This is a masterpiece of female/feminist empathy and genius. Art and nature, violence and literature, the impact of one’s own life and the lives one seeks to feed us, to help us make a sort of sense of it all—The Leftovers is alive with fierce intelligence and deep emotion. It’s a whole new kind of book, a brainy swirl of everything most sublime and most terrible about the world we inhabit.
—Michelle Tea
Shaelyn Smith’s The Leftovers extends the table of Judy Chicago’s The Dinner Party: it pronounces more of the names that should be pronounced; it draws in a wider range of practicing artists; it expands and complicates the context through which we read Chicago’s feminist and recuperative gesture… The Leftovers learns how to care for each level in this living environment and leaves the reader with a feeling that she’s learned something and planted something simultaneously.
—Renee Gladman
In prose both journalistically obsessive and poetically seductive, Smith inscribes our invitation to the banquet of feminist art. What better to slow-look in this moment than an installation dedicated to expanding our understanding of what women have brought to the table. Reading Smith is like watching a skilled collagist reassemble the female body from disparate crime scene photos and defiant snapshots. I feel reanimated. The Leftovers is thrilling and necessary work.

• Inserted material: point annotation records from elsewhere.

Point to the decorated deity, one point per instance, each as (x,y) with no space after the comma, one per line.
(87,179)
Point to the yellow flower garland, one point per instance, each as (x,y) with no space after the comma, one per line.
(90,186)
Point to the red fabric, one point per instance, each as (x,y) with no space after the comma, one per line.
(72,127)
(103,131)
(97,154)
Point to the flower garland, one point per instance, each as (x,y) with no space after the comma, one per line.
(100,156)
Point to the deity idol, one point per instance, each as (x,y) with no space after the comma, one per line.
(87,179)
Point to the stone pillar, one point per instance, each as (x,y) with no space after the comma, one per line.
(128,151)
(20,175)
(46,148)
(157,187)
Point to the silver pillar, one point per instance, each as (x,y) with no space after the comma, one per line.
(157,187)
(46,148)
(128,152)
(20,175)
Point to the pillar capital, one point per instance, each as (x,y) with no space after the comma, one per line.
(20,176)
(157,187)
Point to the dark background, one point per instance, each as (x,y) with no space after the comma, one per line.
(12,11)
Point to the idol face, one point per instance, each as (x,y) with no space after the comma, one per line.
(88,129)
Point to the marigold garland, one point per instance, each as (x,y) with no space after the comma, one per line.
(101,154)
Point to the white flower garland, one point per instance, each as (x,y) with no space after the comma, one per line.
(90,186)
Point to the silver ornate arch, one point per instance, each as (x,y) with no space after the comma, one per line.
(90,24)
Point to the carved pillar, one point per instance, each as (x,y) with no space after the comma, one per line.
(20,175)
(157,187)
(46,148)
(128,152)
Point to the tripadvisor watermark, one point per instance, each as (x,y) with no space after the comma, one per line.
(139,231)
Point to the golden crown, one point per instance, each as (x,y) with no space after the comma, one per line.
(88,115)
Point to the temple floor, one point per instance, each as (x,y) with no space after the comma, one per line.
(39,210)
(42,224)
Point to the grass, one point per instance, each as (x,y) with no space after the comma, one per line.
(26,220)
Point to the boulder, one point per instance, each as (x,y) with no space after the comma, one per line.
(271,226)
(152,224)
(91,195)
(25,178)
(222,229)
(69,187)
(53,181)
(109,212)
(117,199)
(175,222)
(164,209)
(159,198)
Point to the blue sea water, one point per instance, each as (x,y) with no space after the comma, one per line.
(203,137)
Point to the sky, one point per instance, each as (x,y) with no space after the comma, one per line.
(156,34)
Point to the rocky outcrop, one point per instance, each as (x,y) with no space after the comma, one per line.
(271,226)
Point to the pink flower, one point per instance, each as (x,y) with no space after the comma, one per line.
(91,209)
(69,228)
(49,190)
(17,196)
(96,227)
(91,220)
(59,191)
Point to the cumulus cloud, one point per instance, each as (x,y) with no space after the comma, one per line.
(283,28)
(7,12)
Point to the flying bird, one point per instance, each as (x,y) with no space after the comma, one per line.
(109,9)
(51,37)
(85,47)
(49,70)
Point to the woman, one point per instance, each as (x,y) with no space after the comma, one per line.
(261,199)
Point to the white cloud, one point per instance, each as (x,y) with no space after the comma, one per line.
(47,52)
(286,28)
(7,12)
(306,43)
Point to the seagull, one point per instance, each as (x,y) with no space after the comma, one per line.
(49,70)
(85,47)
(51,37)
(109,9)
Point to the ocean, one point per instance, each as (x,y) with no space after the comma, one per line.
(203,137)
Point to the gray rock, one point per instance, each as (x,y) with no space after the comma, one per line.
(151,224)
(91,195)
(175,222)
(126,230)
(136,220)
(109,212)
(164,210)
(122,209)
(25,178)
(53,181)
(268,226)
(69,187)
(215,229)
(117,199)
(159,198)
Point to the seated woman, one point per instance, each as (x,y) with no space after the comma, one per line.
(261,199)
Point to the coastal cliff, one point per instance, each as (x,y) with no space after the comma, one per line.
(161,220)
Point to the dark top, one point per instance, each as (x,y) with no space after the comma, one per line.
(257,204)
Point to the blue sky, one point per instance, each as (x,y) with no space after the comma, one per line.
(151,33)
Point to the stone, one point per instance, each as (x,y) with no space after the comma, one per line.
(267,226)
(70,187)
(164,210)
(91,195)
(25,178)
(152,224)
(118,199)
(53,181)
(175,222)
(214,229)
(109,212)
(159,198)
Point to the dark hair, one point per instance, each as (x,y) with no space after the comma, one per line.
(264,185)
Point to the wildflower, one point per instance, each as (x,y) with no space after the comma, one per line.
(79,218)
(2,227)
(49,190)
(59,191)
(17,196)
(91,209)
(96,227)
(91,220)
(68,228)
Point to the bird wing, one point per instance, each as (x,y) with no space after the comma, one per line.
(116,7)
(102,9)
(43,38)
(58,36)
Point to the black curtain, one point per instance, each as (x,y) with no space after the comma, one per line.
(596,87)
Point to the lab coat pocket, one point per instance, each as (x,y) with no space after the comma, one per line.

Loved this thoroughly researched, well-written book, which uses Judy Chicago's work as the center for extended meditations on feminist art, food, and violence. Learned a great deal. Highly recommend!
It's really one of the best collections of essays I've ever read. Smith has a total command over the essay form, and (more importantly) a nuanced and empathetic view of a rough world. "The Leftovers" is truly truly a triumph. And it's the kind of book that makes me want to write, to learn, to be a better person. 100% recommend.
Thoroughly enjoyed this book. I was on the way out of Housing Works, sad that I didn’t find anything, then saw this on the shelf by the door. Sometimes books you buy on a whim are even better than the ones you wait months for.
Some memorable bits:
- “There is not enough in this world to fill us up. It won’t keep us from trying.” - “…collapsing into each other, soft as overripe fruit.” - “When my best friend and I get together we eat and drink with abandon. I realize now that this constitutes both my definition of love and my definition of luxury. I realize how lucky I am to have identified the definition.” - “Cooking as tradition, culture, memory, requiem. The plate becomes inextricable from our desire for connection, for love. The plate becomes a metonym for how we live our lives. The fuller the plate, the fuller the life.” - “Robert Morris’s 1961 piece “box with the Sound of Its Own Making” is a simple wooden box that plays from within a recording of the making of the very box in which it’s held: three and a half hours of sawing and sanding and pounding, on loop. The general capacity of human beings: we can do anything, within our specific confinements and containers. We still are anything we ever were: a reeling and clinking of remembered sounds, collected textures.” - Chapter alternating between descriptions of the women at the table and some missing and murdered women who have been left out of Judy’s narrative - Passages explaining horribly ironic golf courses promising great views of the nearby prison, (but doesn’t allow people without proper ID, thought without verified background checks, anyone listed on a current or former facility visitation list onto the grounds) triathlons entitled “escape from Alcatraz”, restaurants based on prison food and cafeterias, waiters are formerly incarcerated individuals - Everything about Marina Abramović - “It’s hard when you love, but it’s even harder to lose love. But this is how we get stronger: we shrink the space. We learn to live in reality rather than in imagination. We learn to let some things go. We learn to accept that there will always be unknowables. To surrender to love is to be vulnerable to appetite.”
I first heard of Judy Chicago and Shaelyn Smith when Masque & Spectacle published an early version of "The Last Supper." I'm glad I finally got around to reading this collection in its entirety. Like Chicago's work, this collection is a bit of an homage to women and art, though Smith points out the limitations of the Chicago's representatives and"extends the table" as Renee Gladden writes for the back of the book. Because of that extension, I wish she did more with animals. There is so much about food: details about cooking (often meat) sit next to sections about violence toward women. I expected more to develop when it came to the violence of hunting, butchering, shucking, and otherwise preparing meat. That particular kind of violence seemed to be just at Smith's periphery, and it, too, fits into the larger explorations about desire & entitlement, social norms, and bodies in (culinary) art. On the whole, I thought The Leftovers was a thoughtful, elegant collection of essays. I hope to see more of Shaelyn Smith's work soon!
An essay collection with Judy Chicago's The Dinner Party as the constant, used as the starter for meditations on feminist art, herstory, violence and food.
While I'm only half way through, already the books poetic prose and realistic descriptions have me hooked. Smith writes about Judy Chicago but so much more. Will be giving this book to all who love art.